Saya pun harus menunggu pelayanan ibu-ibu yang sudah berumur tadi. Usia nya diperkirakan sudah 55 tahun jika dilihat dari raut muka dan gigi nya yang telah habis. Mereka seolah-olah lupa terhadap saya sebagai pembeli. Saya pun tidak mau mengganggu mereka yang sedang menikmati kebahagiaan di tengah naik nya harga BBM. Sebab bagi saya kebahagiaan jauh lebih mahal daripada mahalnya harga BMM. Bukan kah hari ini banyak orang menderita bukan karena tidak mempunyai penghasilan, bukan karena tidak mempunyai pekerjaan, bukan karena tidak mempunyai Istri bukan karena tidak terpandang di masyarakat. Tapi saat sekarang ini orang kehilangan kebahagiaan karena sudah kehilangan selera humor dan tertawa dalam kehidupan sehari-hari. Hari ini masyarakat sedang terjadi “krisis tersenyum” dan “resesi tertawa”.

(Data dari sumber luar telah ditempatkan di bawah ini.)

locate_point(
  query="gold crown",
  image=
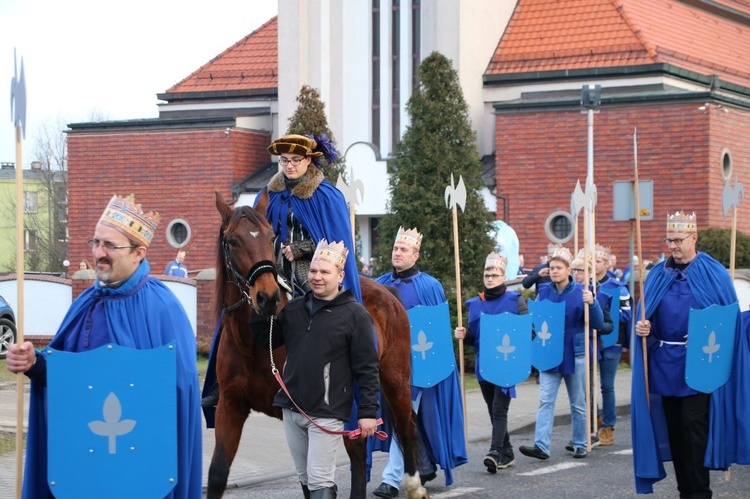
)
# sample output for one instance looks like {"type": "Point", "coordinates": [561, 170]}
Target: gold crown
{"type": "Point", "coordinates": [496, 261]}
{"type": "Point", "coordinates": [682, 222]}
{"type": "Point", "coordinates": [409, 237]}
{"type": "Point", "coordinates": [333, 253]}
{"type": "Point", "coordinates": [563, 254]}
{"type": "Point", "coordinates": [602, 252]}
{"type": "Point", "coordinates": [124, 215]}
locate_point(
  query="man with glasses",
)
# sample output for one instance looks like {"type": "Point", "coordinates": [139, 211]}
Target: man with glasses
{"type": "Point", "coordinates": [703, 430]}
{"type": "Point", "coordinates": [125, 307]}
{"type": "Point", "coordinates": [495, 299]}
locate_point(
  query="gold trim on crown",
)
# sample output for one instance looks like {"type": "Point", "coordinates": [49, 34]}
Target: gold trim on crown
{"type": "Point", "coordinates": [409, 237]}
{"type": "Point", "coordinates": [496, 261]}
{"type": "Point", "coordinates": [333, 253]}
{"type": "Point", "coordinates": [682, 222]}
{"type": "Point", "coordinates": [124, 215]}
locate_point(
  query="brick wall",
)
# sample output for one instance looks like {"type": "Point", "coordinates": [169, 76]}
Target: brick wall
{"type": "Point", "coordinates": [172, 172]}
{"type": "Point", "coordinates": [541, 155]}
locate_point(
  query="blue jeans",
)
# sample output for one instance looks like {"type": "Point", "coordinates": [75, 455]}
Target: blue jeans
{"type": "Point", "coordinates": [608, 367]}
{"type": "Point", "coordinates": [549, 385]}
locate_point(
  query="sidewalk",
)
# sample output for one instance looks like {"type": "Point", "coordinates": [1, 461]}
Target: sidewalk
{"type": "Point", "coordinates": [263, 454]}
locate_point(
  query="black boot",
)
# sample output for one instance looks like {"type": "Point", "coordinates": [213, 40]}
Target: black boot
{"type": "Point", "coordinates": [327, 493]}
{"type": "Point", "coordinates": [212, 399]}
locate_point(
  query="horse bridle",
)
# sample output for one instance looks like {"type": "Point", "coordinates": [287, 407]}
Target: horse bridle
{"type": "Point", "coordinates": [244, 283]}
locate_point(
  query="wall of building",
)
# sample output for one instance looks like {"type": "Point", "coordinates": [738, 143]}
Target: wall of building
{"type": "Point", "coordinates": [541, 155]}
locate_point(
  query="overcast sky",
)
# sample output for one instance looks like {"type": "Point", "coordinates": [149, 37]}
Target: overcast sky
{"type": "Point", "coordinates": [94, 57]}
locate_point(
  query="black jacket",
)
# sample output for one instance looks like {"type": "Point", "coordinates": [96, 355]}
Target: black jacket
{"type": "Point", "coordinates": [326, 352]}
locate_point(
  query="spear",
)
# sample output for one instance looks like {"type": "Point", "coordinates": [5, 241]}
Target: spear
{"type": "Point", "coordinates": [642, 299]}
{"type": "Point", "coordinates": [18, 116]}
{"type": "Point", "coordinates": [455, 196]}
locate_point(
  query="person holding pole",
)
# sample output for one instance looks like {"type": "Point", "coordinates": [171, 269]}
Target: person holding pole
{"type": "Point", "coordinates": [572, 369]}
{"type": "Point", "coordinates": [441, 403]}
{"type": "Point", "coordinates": [700, 431]}
{"type": "Point", "coordinates": [495, 299]}
{"type": "Point", "coordinates": [128, 308]}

Padahal Kanjeng Nabi Muhammad s.a.w telah mengajarkan kepada umat nya bahwa wajah yang “sumeh”, senyum yang merekah dan aura yang “semedulur” adalah refleksi dari senyuman batin yang memancar pada aura wajah dan tubuh seseorang. Sayangnya, senyuman kita sudah mulai dibajak oleh sekat-sekat identitas yang saat sekarang ini wujud identitas seperti jalan raya atau jalan tol, terlihat dekat tapi jauh dan muter-muter untuk mencapai atau menyalurkan energy senyum. Sungguh menjadi sangat melelahkan kondisi seperti ini bukan?
Ketika Rasulullah mengatakan bahwa “senyum adalah shodaqah”, maka yang terbayang dalam benak penulis artikel ini adalah bahwa hubungan kita dengan sesama manusia adalah hubungan kasih-sayang tanpa batas yang tembus pada hati yang paling dalam. Senyum adalah kelembutan hati yang melihat kehidupan sesama manusia penuh dengan kasih sayang dengan tidak melupakan suatu kebenaran. Itu sebabnya, kecintaan Nabi terhadap Fatimah tidak menghilangkan ketegasan kepada nya ketika melakukan suatu kesalahan.
Dari sini tidak ada persoalan sebenarnya, bahwa dalam kondisi apapun, kita memang diharapkan untuk senantiasa bisa menikmati kehidupan dalam kondisi apapun dengan penuh rasa bersyukur kepada Allah s.w.t. Semua selalu ada rahasia. dan tersenyum dalam penderitaan mempunyai rahasia yang agung. Salah satu yang pasti, bahwa kita telah Ridha terhadap keputusan-Nya. Bukan itu nilai yang sangat agung dalam hal ibadah kepada-Nya?